Chen’s work comprises a sculptural installation and photographs that draw on nightclub imagery. Against mirrored black tiles are two fluorescent blue lights; one pulses with Morse code, spelling out Arthur Rimbaud’s poem The Drunken Boat. Elsewhere are photographs of dancers and club décor that appear to be documenting club culture, in a style evoking the work of Wolfgang Tillmans—part documentary, part formal experiment. But they are elaborately choreographed by the artist: we see a fiction fuelled by Chen’s romantic imaginings of Chinese youth culture in the 1990s, as the country underwent huge transformation. What appears at first to capture abandon is, in reality, immaculately controlled.

Ken Kagami

Misako & Rosen

Ken Kagami is the artist who, for Frieze Projects in 2015, made drawings of fair-goers’ genitals as he imagined them. Here, humour continues to dominate his work. Squashed Shit (2016) is a hugely enlarged turd, bearing the imprint of a shoe’s sole, that Kagami has cast in solid aluminium. It weighs 50kg. Nearby are his drawings, also with a scatological bent: in one, Snoopy is defecating on Charlie Brown.

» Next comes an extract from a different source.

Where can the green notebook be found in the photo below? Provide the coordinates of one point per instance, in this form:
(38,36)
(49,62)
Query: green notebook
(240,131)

Vivian Suter and Elisabeth Wild

Proyectos Ultravioleta

Wild, born in 1922, left Switzerland with her family in the 1930s, fleeing the Nazis for Buenos Aires. Suter, her daughter, was born there, and although they later returned to Switzerland, both now live on Lake Atitlán in Guatemala. Their art differs greatly but intrigues in equal measure. Wild’s small but elegant collages, made from consumer magazines, evoke Constructivist and Bauhaus paintings and designs. Suter’s canvases are more expressive and elemental, containing twigs, feathers and other organic materials picked up when they are left outside after completion. They hang from a rack and can be touched and walked through: a rare tactile moment at the fair.

Celia Hempton

Southard Reid

A provocative booth by the young British artist, whose recent paintings are hung on shaped walls covered in gestural painted marks made in situ at Frieze. Among them are large male nudes, focusing on the models’ penises. Made from life, they continue a series that began with depictions of her boyfriend, the artist Eddie Peake. Clear and candy-coloured, they contrast strongly with small paintings based on images Hempton found online, including depictions of an Isil beheading. History paintings for our time, these rough, dashed-off canvases speak to the immediacy of the source imagery and the inadequacy of responding to it in paint.